To show the extent on a web map, we have to transform the coordinates from EPSG 32651 to Lat/Lon (a.k.a. EPSG 4326). We can achieve this by the code below:
# Construct a coordinate transformer from dataset's CRS to 4326 (using pyproj)
transformer = Transformer.from_crs(da.rio.crs, "epsg:4326")
# Transform the coordinates
coords = [transformer.transform(x, y) for x,y in [bounds[:2], bounds[2:]]]
coords
[(24.312301875374363, 121.02911850575056),
(25.314010096875364, 122.10386391236358)]
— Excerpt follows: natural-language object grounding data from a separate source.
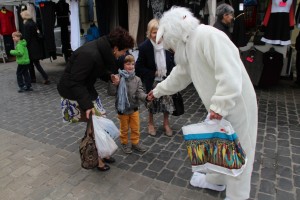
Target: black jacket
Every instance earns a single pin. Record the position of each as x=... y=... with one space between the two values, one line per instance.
x=34 y=44
x=145 y=65
x=89 y=62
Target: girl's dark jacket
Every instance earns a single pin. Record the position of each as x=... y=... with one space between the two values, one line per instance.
x=34 y=44
x=89 y=62
x=145 y=65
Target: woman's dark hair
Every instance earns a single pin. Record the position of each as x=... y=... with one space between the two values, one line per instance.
x=120 y=38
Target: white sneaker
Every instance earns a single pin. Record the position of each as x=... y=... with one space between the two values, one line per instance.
x=198 y=180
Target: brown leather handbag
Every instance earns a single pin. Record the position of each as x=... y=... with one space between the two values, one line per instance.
x=88 y=150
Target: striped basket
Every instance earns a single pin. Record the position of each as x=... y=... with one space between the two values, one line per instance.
x=213 y=146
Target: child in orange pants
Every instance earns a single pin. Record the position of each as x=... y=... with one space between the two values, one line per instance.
x=130 y=91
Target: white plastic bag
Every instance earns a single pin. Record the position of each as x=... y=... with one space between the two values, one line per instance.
x=106 y=146
x=108 y=126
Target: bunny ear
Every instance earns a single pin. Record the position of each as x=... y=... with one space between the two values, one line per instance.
x=160 y=33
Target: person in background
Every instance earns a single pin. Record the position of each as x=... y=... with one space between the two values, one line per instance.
x=207 y=58
x=93 y=60
x=130 y=92
x=22 y=58
x=297 y=46
x=30 y=34
x=153 y=65
x=225 y=16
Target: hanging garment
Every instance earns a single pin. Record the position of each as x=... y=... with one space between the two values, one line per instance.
x=62 y=13
x=75 y=26
x=16 y=18
x=273 y=63
x=90 y=4
x=239 y=37
x=253 y=61
x=47 y=10
x=279 y=21
x=123 y=14
x=7 y=22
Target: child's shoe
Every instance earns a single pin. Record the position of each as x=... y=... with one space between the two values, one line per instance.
x=22 y=89
x=139 y=147
x=126 y=149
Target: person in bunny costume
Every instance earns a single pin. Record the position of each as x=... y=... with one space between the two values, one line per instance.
x=207 y=58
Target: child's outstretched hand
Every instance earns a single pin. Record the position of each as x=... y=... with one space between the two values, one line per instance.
x=115 y=79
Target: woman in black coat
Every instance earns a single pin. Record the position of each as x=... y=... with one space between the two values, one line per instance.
x=93 y=60
x=34 y=45
x=153 y=65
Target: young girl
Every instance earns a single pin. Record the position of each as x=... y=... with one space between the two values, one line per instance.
x=130 y=91
x=23 y=61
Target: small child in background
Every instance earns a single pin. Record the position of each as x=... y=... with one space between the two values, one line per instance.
x=22 y=58
x=129 y=92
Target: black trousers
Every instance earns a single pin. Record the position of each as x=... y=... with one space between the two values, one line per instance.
x=23 y=77
x=38 y=66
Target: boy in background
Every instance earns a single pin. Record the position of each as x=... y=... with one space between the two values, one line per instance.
x=22 y=58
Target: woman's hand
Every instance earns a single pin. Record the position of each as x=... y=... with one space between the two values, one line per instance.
x=89 y=111
x=214 y=115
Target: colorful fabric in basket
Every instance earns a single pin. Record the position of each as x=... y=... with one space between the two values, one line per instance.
x=214 y=147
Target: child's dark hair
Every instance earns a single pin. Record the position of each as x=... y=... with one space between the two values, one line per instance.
x=128 y=58
x=120 y=38
x=17 y=34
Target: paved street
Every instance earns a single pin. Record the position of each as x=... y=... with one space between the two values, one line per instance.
x=39 y=154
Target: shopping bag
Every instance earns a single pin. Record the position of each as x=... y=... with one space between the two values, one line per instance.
x=109 y=126
x=213 y=146
x=106 y=146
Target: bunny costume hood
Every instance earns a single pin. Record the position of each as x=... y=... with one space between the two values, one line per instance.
x=207 y=58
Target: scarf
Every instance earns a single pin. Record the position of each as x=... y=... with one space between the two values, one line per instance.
x=160 y=59
x=123 y=102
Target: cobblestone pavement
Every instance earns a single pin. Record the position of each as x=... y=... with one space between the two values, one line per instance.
x=39 y=154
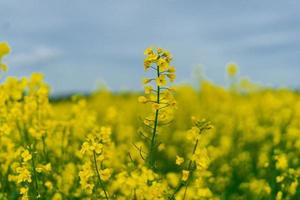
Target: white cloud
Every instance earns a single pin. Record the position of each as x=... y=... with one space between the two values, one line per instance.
x=37 y=56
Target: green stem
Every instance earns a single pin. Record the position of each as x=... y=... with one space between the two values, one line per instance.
x=181 y=184
x=36 y=187
x=151 y=160
x=99 y=178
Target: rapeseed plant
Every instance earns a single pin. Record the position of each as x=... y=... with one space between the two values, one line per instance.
x=85 y=147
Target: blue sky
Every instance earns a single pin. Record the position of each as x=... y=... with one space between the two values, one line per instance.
x=80 y=45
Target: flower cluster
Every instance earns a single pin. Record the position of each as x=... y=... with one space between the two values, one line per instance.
x=158 y=95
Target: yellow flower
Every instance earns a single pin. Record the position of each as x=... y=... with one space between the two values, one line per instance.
x=179 y=160
x=146 y=80
x=142 y=99
x=49 y=185
x=171 y=69
x=171 y=77
x=232 y=69
x=155 y=106
x=161 y=80
x=4 y=49
x=148 y=90
x=26 y=156
x=148 y=51
x=105 y=174
x=162 y=64
x=185 y=175
x=3 y=67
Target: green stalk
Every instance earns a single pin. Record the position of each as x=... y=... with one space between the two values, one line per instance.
x=35 y=185
x=99 y=178
x=181 y=184
x=151 y=159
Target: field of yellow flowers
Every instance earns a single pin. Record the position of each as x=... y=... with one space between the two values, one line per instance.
x=170 y=142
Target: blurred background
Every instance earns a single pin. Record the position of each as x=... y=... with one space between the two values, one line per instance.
x=81 y=45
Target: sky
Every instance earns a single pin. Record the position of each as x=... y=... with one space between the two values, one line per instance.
x=82 y=45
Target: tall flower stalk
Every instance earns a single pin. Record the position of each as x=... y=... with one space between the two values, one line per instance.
x=160 y=98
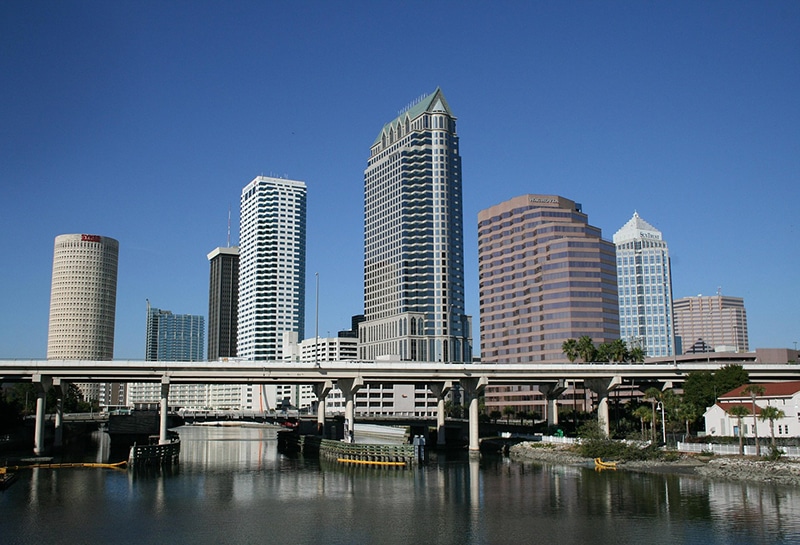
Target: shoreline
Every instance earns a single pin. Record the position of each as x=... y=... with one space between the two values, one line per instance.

Now we can start from the previous sample code and construct the webmap. Note that I added a few more lines for drawing a rectangle on the map:
# Map center set to the lower left corner of the image
center = coords[0]
# Again, we use OpenStreetMap as the basemap.
m = Map(
basemap=basemap_to_tiles(basemaps.OpenStreetMap.Mapnik),
center=center,
zoom=8
)
# Add the image extent
rectangle = Rectangle(bounds=coords)
m.add_layer(rectangle)
# Enable rectangle draw (and disable the other draws)
draw_control = DrawControl(polyline={}, polygon={}, circlemarker={})
draw_control.rectangle = {
"shapeOptions": {
"fillOpacity": 0.5
}
}
m.add_control(draw_control)
# Display the map
m
Note
For technical details about DrawControl, see this documentation.
Here’s a task for you#
Draw a rectangle on the map using the tool bar in the left! We will use this rectangle as the bounding box to slice the image and display the data within the box.
Display the image within the selected area#
First, get the coordinates of the new rectangle by the following code:
rec_coords = draw_control.last_draw.get('geometry')
rec_coords = rec_coords['coordinates']
xy1 = rec_coords[0][0] # lower left
xy2 = rec_coords[0][2] # upper right
print(f"Lower left: {xy1} \nUpper right: {xy2}")
Lower left: [121.179529, 25.057011]
Upper right: [121.303785, 25.126658]
Now we are ready to use another transformer to convert the coordinates back to the data CRS:
transformer2 = Transformer.from_crs("epsg:4326", da.rio.crs)
slicing_coords = [transformer2.transform(lat, lon) for lon, lat in [xy1, xy2]]
slicing_coords
[(316361.7036834039, 2772496.3688340243),
(328995.23770548543, 2780047.5615810486)]
Use these numbers to slice the data again and finally plot the image within the new bounding box!
da_subset = da.sel(x=slice(slicing_coords[0][0], slicing_coords[1][0]), y=slice(slicing_coords[1][1], slicing_coords[0][1]))
da_subset
<xarray.DataArray (band: 3, y: 755, x: 1264)>
[2862960 values with dtype=uint8]
Coordinates:
* band (band) int64 1 2 3
* x (x) float64 3.164e+05 3.164e+05 3.164e+05 ... 3.29e+05 3.29e+05
* y (y) float64 2.78e+06 2.78e+06 2.78e+06 ... 2.773e+06 2.773e+06
spatial_ref int64 0
Attributes:
AREA_OR_POINT: Area
OVR_RESAMPLING_ALG: AVERAGE
_FillValue: 0
scale_factor: 1.0
add_offset: 0.0da_subset.hvplot.image(x='x', y='y', data_aspect=1, cmap='gray')
Every time you make a new rectangle selection on the map, you can repeat the slicing steps to extract and show the selected content.